The court mandated a payment of N300 million in total to the parents of the deceased.

Justice Hawa Buhari, presiding over the case, ruled on April 22, 2024, that the police violated multiple constitutional and international rights, including the right to life and freedom of religion, as laid out in the 1999 Constitution and the African Charter on Human and Peoples Rights.

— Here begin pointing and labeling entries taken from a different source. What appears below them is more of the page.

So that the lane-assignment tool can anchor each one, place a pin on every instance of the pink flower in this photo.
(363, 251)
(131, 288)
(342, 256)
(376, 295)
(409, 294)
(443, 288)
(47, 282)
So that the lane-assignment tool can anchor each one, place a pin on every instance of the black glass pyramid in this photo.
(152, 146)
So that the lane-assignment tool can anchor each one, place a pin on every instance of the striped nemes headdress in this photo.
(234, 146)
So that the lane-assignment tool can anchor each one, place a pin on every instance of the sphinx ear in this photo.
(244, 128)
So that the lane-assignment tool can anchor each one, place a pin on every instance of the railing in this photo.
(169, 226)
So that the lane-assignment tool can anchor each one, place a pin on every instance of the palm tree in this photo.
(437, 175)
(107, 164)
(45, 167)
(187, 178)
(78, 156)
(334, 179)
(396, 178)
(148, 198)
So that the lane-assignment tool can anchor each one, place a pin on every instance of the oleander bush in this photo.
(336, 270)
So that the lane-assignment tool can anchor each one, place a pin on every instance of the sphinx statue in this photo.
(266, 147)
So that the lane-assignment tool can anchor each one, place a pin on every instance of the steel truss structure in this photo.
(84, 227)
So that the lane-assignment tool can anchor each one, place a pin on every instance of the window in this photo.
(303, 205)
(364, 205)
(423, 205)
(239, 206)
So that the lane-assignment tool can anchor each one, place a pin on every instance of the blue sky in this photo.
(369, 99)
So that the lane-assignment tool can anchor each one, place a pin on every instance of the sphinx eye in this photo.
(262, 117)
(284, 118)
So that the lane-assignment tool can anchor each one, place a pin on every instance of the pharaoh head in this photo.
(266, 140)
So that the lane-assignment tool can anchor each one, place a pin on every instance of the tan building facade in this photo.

The families of Jafar Magaji, Aliyu Lawal, and Muhsin Badamasi, who were killed while participating in the Ashura Procession in Zaria City, will each receive N100 million.

Shi'ites Abuja Buhari
Members of the Islamic Movement of Nigeria preparing the bodies of members killed when the Nigerian Army opened fire during the group’s protests in the capital Abuja in October 2018 | Afolabi Sotunde/Reuters

The judgment also stipulates a 10 percent annual interest on the compensation until fully paid and requires the police to publish a public apology in a national newspaper.

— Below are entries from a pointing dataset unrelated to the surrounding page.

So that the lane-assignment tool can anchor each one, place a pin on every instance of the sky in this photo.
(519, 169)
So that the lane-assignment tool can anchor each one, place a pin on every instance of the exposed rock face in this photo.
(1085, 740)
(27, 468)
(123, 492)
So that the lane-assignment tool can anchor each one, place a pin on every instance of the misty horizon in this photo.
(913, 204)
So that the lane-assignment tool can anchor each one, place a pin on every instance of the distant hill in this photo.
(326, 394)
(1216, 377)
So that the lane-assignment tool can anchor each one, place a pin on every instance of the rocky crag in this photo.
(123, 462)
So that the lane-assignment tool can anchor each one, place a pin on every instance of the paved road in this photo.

The court’s decision followed the consolidation of three separate lawsuits filed by the next-of-kins of the deceased against several police officials, including the Inspector-General of Police and other local commanders.

Shi'ite Protest Abuja Police
Scene of Violence: Shi’ite protest in Abuja for the release of Ibrahim Zakzaky, the leader of the Islamic Movement of Nigeria who has been illegally detained by President Muhammadu Buhari since 2015. The protest happened on Monday, July 22, 2019

The applicants, represented by attorneys H.G Magashi, M.D Abubakar, and Dr Yusha’u Shaikh, argued that the police action was “illegal, unconstitutional, and a flagrant violation” of the fundamental rights to life and religious freedom.

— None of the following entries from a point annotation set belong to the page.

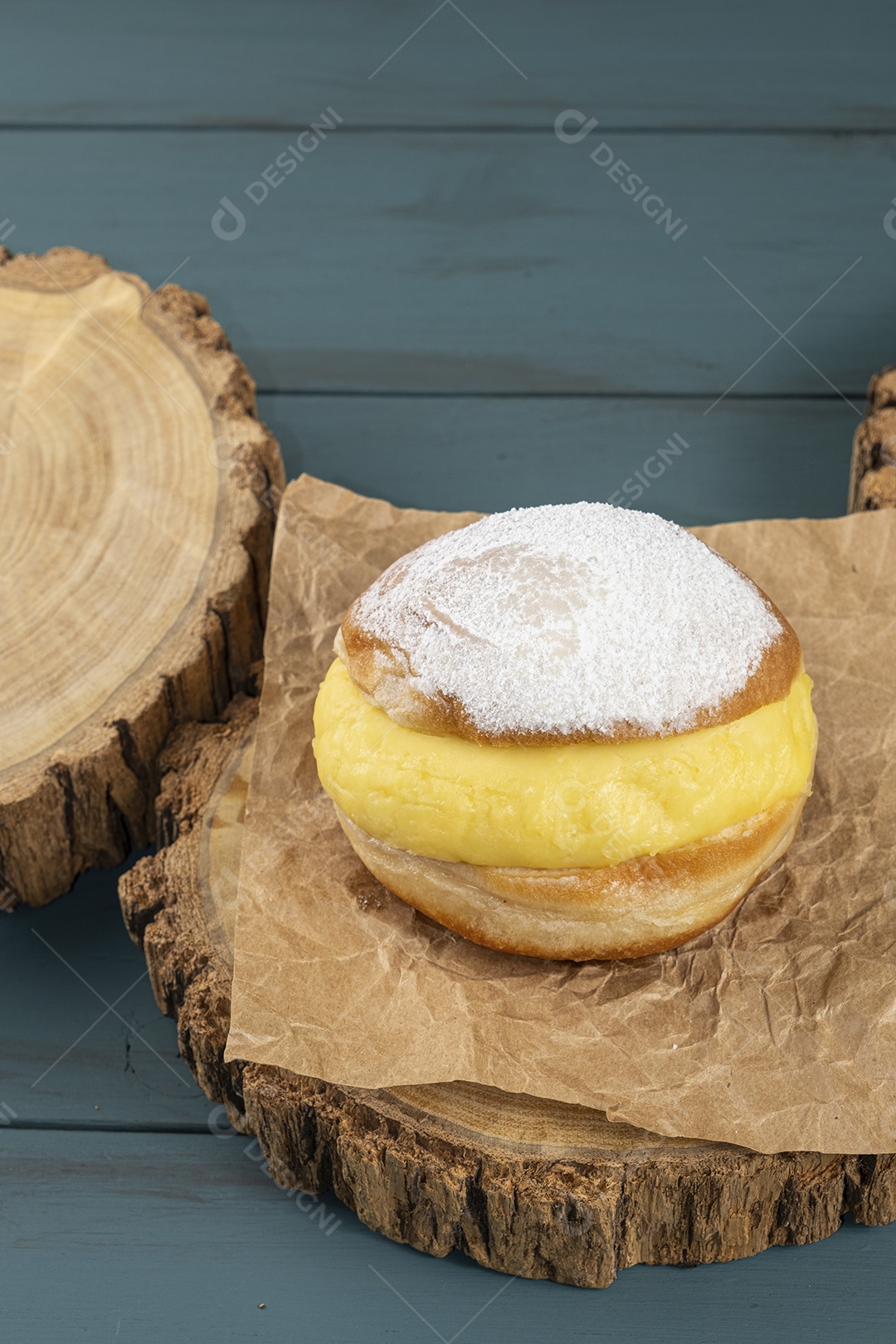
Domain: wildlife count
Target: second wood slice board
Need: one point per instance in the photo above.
(522, 1185)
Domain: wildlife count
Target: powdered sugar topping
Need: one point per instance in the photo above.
(572, 619)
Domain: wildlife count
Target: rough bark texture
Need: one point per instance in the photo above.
(406, 1160)
(874, 475)
(89, 797)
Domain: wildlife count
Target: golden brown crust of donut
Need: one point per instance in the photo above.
(631, 908)
(384, 674)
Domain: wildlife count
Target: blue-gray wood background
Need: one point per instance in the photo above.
(448, 304)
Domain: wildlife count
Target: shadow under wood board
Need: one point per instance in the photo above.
(525, 1186)
(137, 524)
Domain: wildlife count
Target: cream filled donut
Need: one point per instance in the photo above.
(567, 732)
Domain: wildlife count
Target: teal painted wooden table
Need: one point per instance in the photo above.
(446, 304)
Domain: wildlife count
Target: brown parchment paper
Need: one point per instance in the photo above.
(777, 1030)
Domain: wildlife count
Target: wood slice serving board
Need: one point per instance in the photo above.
(524, 1186)
(137, 499)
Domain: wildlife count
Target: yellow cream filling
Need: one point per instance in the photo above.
(555, 806)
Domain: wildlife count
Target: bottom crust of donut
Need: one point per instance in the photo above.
(631, 908)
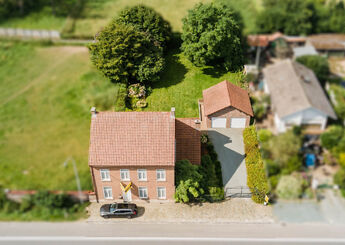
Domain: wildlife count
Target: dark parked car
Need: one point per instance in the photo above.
(119, 209)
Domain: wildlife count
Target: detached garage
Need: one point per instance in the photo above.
(225, 105)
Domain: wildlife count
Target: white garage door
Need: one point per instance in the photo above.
(238, 123)
(218, 122)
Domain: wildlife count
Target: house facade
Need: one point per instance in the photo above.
(132, 155)
(225, 105)
(297, 98)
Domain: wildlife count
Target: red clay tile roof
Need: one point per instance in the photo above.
(188, 144)
(132, 138)
(226, 94)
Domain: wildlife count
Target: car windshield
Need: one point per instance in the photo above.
(112, 207)
(121, 205)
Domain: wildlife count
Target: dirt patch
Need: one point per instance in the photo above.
(236, 210)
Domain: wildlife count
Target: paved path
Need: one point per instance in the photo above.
(228, 143)
(84, 233)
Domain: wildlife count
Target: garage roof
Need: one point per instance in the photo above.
(226, 94)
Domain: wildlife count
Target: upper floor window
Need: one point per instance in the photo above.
(142, 176)
(160, 174)
(143, 192)
(105, 174)
(124, 174)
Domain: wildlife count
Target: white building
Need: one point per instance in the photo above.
(297, 97)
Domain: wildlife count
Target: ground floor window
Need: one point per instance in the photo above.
(108, 193)
(143, 192)
(161, 192)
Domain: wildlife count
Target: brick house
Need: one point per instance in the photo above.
(132, 155)
(225, 105)
(139, 149)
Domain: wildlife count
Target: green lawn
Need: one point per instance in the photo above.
(45, 96)
(44, 115)
(181, 86)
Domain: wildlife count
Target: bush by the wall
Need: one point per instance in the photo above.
(256, 176)
(290, 187)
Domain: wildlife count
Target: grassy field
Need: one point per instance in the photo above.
(45, 96)
(181, 86)
(44, 115)
(96, 14)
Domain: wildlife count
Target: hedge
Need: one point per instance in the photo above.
(256, 176)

Despite a preliminary objection by the respondents seeking dismissal for lack of jurisdiction, Justice Buhari affirmed the court’s authority to hear the case.

This judgment arrives amidst ongoing tensions and incidents of violence involving religious groups in Nigeria, spotlighting the ongoing challenges in ensuring police accountability and the protection of fundamental human rights in the country.